Wer sich das Farbenspiel im Gesicht gestattet, ist schneller damit fertig
Fast jeder kennt das: In Situationen, die als peinlich oder unangenehm empfunden werden, schießt das Blut in den Kopf. Gesicht und Ohren werden warm und wärmer. Und das schlimmste: Die ganze Welt schaut zu und amüsiert sich...
Denkt man. Doch keine Angst: Die Welt nimmt einen selten so wichtig wie man sich selbst nimmt. Und schaut deshalb auch gar nicht so genau zu, wie man sich das im Moment der Pein vorstellt. Karin Schreiner-Kürten, Diplom-Psychologin beim AOK-Bundesverband: »Erröten ist eine ganz normale körperliche Reaktion, die hohe Konzentration und Anspannung anzeigt. Am besten ist es, das Rotwerden nicht überzubewerten und es nicht als Katastrophe anzusehen, dann geht es meist schnell wieder weg.«
Rotwerden entsteht durch Stress. Das Gehirn sendet Hormone aus, das Herz schlägt schneller, der Blutdruck steigt, Adrenalin wird ausgeschüttet. Das Blut schießt nicht nur verstärkt in die Muskeln, sondern auch in das Gehirn - und damit in den Kopf. Die Folge: Die Betroffenen werden rot.

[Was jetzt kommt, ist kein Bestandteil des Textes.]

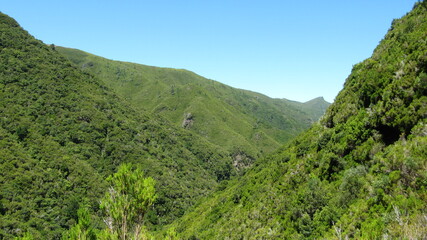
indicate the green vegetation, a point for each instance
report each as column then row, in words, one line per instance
column 62, row 132
column 245, row 124
column 127, row 201
column 360, row 173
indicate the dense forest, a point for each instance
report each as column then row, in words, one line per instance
column 360, row 173
column 62, row 132
column 84, row 157
column 246, row 124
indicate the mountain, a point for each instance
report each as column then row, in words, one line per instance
column 359, row 173
column 244, row 123
column 63, row 131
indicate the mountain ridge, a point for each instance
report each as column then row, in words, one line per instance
column 358, row 173
column 253, row 123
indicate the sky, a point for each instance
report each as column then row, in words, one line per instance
column 298, row 50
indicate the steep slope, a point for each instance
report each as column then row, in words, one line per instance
column 62, row 131
column 244, row 123
column 360, row 173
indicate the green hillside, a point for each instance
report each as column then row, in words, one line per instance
column 361, row 173
column 62, row 132
column 244, row 123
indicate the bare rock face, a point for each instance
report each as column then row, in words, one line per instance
column 188, row 121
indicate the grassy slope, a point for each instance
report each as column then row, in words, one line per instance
column 239, row 121
column 360, row 173
column 62, row 131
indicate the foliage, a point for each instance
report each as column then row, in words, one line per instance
column 84, row 229
column 360, row 173
column 127, row 201
column 244, row 123
column 62, row 131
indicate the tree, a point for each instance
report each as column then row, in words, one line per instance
column 127, row 201
column 83, row 230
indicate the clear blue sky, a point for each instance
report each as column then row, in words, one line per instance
column 297, row 50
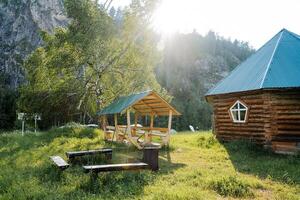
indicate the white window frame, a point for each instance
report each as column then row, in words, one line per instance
column 238, row 110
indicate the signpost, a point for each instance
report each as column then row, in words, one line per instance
column 36, row 117
column 21, row 116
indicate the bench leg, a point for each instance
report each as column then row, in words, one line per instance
column 151, row 158
column 108, row 156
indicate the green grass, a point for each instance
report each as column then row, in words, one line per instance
column 196, row 166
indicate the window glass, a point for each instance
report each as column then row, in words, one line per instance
column 242, row 115
column 239, row 112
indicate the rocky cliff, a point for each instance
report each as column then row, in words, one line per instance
column 20, row 23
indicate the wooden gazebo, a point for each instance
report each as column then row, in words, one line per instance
column 147, row 103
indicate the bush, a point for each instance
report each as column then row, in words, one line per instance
column 231, row 186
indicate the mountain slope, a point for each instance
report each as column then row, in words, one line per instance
column 20, row 23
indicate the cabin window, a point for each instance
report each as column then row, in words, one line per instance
column 239, row 112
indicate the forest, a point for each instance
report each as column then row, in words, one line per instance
column 107, row 52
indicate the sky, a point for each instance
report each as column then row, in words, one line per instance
column 253, row 21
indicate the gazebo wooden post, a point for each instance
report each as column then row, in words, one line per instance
column 103, row 121
column 169, row 126
column 151, row 126
column 128, row 122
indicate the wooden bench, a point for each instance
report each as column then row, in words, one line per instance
column 150, row 161
column 115, row 167
column 106, row 151
column 59, row 162
column 109, row 133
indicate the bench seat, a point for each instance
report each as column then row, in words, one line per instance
column 59, row 162
column 115, row 167
column 73, row 154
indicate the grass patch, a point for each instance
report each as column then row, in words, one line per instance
column 231, row 186
column 195, row 166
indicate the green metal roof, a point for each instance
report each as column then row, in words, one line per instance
column 122, row 103
column 275, row 65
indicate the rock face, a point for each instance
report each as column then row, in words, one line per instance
column 20, row 23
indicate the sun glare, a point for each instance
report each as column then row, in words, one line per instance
column 172, row 16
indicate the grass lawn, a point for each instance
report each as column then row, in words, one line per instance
column 196, row 166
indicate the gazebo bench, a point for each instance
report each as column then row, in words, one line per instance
column 115, row 167
column 106, row 151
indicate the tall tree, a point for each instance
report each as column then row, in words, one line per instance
column 82, row 68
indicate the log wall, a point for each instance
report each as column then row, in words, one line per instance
column 273, row 118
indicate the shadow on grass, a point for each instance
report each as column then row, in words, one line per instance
column 253, row 159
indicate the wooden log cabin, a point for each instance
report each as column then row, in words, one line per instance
column 260, row 99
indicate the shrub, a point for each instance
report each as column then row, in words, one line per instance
column 231, row 186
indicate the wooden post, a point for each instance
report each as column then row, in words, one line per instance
column 151, row 127
column 135, row 122
column 128, row 123
column 116, row 126
column 169, row 127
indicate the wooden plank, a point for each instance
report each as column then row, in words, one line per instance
column 73, row 154
column 115, row 167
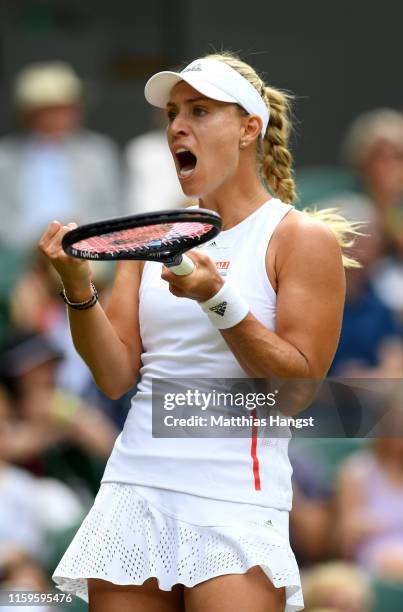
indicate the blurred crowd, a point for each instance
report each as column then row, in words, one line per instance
column 57, row 429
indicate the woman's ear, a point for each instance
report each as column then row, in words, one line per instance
column 250, row 130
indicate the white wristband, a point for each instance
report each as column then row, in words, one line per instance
column 226, row 308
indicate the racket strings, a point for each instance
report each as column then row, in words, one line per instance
column 145, row 238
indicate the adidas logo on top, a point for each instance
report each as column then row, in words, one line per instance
column 219, row 308
column 193, row 68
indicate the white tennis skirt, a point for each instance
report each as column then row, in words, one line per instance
column 126, row 540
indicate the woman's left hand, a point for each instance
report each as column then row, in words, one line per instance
column 201, row 284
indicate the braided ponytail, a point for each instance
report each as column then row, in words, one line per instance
column 275, row 159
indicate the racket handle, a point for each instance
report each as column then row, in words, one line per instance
column 184, row 268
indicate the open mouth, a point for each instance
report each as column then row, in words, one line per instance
column 187, row 162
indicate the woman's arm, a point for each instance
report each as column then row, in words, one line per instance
column 305, row 267
column 307, row 272
column 108, row 341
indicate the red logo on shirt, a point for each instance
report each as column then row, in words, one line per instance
column 222, row 265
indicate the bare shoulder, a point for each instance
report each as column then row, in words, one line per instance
column 301, row 235
column 127, row 277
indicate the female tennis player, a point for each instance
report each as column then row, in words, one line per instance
column 201, row 525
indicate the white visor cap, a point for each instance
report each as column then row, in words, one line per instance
column 213, row 79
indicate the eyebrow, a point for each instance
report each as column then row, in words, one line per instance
column 188, row 101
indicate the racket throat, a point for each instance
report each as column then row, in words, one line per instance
column 172, row 260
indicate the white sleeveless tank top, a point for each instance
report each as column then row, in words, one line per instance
column 180, row 342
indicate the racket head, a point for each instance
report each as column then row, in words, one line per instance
column 157, row 236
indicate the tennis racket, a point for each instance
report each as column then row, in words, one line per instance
column 161, row 236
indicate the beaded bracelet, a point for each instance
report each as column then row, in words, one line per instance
column 81, row 305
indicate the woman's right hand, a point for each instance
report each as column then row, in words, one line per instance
column 75, row 273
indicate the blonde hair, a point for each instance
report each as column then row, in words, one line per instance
column 275, row 159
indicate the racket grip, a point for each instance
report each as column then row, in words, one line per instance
column 184, row 268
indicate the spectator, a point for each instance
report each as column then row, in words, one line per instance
column 34, row 509
column 370, row 342
column 54, row 168
column 45, row 416
column 311, row 514
column 374, row 147
column 20, row 572
column 370, row 508
column 336, row 586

Dass man im Gesicht am stärksten errötet, liegt daran, dass die Blutgefäße dort weiter sind als in anderen Hautregionen und dass sie dicht unter der Hautoberfläche liegen.
Die Ursachen für das Erröten aus Scham sind vielfältig. »Typische Situationen sind Kritik oder auch Lob«, sagt Karin Schreiner-Kürten. »Meist passiert es, wenn der Betroffene im Mittelpunkt steht. Wer zum Beispiel eine Rede vor Publikum hält und das Gefühl hat, dass alle ihn anstarren, läuft unter Umständen rot an.«
Während manche Menschen selten oder gar nicht erröten, geschieht dies bei anderen häufiger. »Wichtig ist, das Rotwerden nicht als Schwäche zu deuten, sondern es als etwas ganz Normales anzusehen. Das fördert die Selbstsicherheit und hemmt das Erröten«, rät die Psychologin. Doch völlig vermeiden kann man weder unangenehme Situationen noch die Gefahr, darüber zur Rothaut zu werden. Karin Schreiner-Kürten empfiehlt deshalb die Flucht nach vorn: »Statt in Panik auszubrechen, ist es besser, Ruhe zu bewahren und sich das eigene Rotwerden zu erlauben«, empfiehlt die Psychologin. »Denn während man sich selbst meist sehr kritisch beobachtet, nehmen andere das Erröten oft weit weniger stark wahr.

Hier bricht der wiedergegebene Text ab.